Mimì no contestó. Cuando el comisario estaba de tan mala uva, lo mejor era mantener la boca cerrada.
—Está intentando revelarnos otra cosa, aparte de mantenernos al corriente del estado de su contracción —añadió Montalbano tras una pausa. Hablaba a media voz porque más que nada estaba conversando consigo mismo.
—¿De qué lo deduces?
—Reflexiona, Mimì, si no te cuesta demasiado. Si sólo quería comunicarnos que se estaba contrayendo, signifique lo que signifique para él el verbo contraerse, no necesitaba correr de un lugar a otro de Vigàta matando cada vez un animal distinto. ¿Por qué cambia de animal?
—Tal vez las letras iniciales de… —aventuró Augello.
—Ya lo he pensado. PPPC o MPPC, ¿qué serían para ti?
—Podrían ser las siglas de un grupo o un movimiento subversivo —apuntó tímidamente Fazio.
—Ah, ¿sí? Ponme un ejemplo.
—Pues no sé, dottore. Digo lo primero que me pasa por la cabeza. Por ejemplo, Partido Popular Proletario Comunista.
—¿Y tú crees que existen todavía comunistas revolucionarios? ¡Anda ya! —replicó sin miramientos Montalbano.
Se hizo de nuevo el silencio. Augello encendió un cigarrillo, Fazio se miró la punta de los zapatos.
—Apaga el cigarrillo —ordenó el comisario.
—¿Por qué? —preguntó sorprendido Mimì.
—Porque mientras tú te tumbabas a la bartola en Maguncia…
—Estaba en Hamburgo.
—Donde fuera. En resumen, mientras estabas ausente de este precioso país nuestro, un ministro despertó una mañana y se preocupó por nuestra salud. Si quieres seguir fumando, tendrás que salir a la calle.
Maldiciendo entre dientes, Mimì se levantó y abandonó la estancia.
—¿Puedo retirarme? —preguntó Fazio.
—¿Quién te lo impide?
Una vez a solas, Montalbano lanzó un profundo suspiro de satisfacción. Había desahogado el mal humor provocado por aquel imbécil que andaba por ahí cargándose animales.
* * *
Había transcurrido apenas una hora cuando por toda la comisaría tronó la voz de Montalbano.
—¡Augello! ¡Fazio!
Se presentaron corriendo. Sólo con verle la cara, comprendieron que algún engranaje se había puesto en marcha en el celebro del comisario. En efecto, Montalbano estaba esbozando una especie de sonrisita.

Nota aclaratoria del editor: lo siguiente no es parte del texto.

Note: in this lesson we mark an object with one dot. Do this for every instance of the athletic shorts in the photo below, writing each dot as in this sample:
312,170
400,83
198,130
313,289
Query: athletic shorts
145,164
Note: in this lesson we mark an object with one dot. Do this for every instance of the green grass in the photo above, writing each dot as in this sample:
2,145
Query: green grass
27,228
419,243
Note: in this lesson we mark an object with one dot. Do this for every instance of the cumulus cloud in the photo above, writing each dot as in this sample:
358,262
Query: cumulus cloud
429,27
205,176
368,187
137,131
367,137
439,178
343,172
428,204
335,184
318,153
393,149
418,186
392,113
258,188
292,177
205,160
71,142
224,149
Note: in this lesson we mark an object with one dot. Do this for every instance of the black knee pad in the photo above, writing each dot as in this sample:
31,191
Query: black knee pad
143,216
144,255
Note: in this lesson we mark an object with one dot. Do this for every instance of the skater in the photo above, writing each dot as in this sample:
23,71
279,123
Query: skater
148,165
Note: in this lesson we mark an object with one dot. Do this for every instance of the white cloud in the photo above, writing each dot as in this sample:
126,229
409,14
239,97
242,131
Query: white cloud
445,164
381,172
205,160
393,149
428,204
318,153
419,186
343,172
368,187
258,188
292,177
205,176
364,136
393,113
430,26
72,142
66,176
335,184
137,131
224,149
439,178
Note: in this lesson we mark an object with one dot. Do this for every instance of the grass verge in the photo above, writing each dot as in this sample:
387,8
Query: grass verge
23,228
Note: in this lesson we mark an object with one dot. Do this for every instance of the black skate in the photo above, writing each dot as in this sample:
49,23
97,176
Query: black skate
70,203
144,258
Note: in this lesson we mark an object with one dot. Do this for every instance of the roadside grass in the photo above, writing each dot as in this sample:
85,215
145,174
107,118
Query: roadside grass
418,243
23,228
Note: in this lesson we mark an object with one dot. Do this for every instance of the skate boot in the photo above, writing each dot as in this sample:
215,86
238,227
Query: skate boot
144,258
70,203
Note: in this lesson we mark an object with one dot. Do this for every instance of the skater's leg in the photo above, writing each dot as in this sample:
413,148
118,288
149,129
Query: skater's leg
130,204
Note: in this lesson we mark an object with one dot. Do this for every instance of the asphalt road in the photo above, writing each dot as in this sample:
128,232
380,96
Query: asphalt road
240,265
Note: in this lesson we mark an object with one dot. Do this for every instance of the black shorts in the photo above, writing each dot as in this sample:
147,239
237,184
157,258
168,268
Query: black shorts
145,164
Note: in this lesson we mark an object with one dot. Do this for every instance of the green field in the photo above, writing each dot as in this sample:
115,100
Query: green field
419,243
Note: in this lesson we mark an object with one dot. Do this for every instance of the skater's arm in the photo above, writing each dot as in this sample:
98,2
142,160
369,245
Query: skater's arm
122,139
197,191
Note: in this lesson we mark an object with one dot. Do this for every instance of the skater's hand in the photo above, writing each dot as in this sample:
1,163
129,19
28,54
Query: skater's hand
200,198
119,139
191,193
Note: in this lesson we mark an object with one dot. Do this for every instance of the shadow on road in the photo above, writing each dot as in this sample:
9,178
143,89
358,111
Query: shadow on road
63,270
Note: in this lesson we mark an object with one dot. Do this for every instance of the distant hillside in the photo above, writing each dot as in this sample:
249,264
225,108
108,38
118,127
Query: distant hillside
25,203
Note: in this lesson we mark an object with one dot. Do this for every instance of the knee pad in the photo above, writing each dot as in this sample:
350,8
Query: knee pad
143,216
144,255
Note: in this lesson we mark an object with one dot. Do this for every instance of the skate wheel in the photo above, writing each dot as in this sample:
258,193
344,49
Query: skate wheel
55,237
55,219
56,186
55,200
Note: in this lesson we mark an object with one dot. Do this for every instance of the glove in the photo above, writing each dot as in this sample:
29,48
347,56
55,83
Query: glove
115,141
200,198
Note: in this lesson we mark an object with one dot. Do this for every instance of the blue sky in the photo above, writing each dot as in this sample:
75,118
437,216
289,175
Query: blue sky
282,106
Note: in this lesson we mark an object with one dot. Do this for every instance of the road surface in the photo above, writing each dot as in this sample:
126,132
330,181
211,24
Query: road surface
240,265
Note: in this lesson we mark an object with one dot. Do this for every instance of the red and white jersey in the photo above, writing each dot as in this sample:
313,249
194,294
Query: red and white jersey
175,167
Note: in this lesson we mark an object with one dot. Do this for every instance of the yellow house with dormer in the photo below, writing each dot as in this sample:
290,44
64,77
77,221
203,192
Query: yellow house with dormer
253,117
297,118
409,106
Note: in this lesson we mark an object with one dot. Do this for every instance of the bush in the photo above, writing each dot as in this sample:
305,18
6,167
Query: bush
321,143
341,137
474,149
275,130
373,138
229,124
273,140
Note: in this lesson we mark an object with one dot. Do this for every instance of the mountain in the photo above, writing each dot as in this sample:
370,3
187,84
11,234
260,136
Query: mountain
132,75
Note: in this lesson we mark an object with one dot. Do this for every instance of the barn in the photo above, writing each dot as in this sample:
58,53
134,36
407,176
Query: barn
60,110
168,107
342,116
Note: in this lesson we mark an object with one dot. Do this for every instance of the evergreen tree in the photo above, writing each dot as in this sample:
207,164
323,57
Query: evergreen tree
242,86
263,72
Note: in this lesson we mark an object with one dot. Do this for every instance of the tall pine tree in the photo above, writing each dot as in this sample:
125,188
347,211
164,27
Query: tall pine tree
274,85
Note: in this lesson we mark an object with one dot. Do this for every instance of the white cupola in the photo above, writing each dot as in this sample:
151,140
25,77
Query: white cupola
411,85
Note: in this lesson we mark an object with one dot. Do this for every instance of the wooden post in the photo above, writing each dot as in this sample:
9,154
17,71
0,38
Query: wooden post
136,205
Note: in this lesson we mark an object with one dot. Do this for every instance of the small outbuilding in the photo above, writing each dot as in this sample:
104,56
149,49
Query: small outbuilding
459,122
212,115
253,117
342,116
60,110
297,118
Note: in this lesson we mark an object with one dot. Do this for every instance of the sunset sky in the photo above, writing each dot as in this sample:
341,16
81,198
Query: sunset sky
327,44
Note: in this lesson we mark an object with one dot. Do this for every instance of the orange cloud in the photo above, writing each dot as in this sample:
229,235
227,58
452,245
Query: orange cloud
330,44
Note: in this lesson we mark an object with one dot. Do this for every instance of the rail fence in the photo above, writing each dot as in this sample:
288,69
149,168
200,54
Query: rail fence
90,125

—Fazio, ¿conoces el nombre del propietario de la cabra asesinada? Espera, si lo sabes, sólo asiente con la cabeza, no digas nada.
Fazio, sorprendido, lo hizo varias veces.
—¿A que adivino con qué empieza su apellido? Empieza por «O», ¿verdad?
—¡Verdad! —exclamó Fazio, admirado.
Mimì Augello prorrumpió en un breve e irónico aplauso y preguntó:
—¿Has terminado de hacer juegos de prestidigitación?
Montalbano no le respondió.
—Y ahora dime los apellidos de los dueños de los otros animales —dijo a Fazio.
—Ennicello, Contrera, Contino y Ottone; el amo de la cabra, el que acabamos de mencionar ahora mismo, se llama Stefano Ottone.
—¡Ahí está! —gritó Mimì.
—¿Ahí está qué? —preguntó Fazio.
—Es lo que escribe —repuso Augello.
—Dices bien, Mimì. Con las iniciales de los apellidos nos está escribiendo otro mensaje. Y nosotros nos equivocábamos al pensar que lo estaba componiendo con las iniciales de los animales asesinados.
—¡Ahora me explico el porqué! —exclamo Fazio.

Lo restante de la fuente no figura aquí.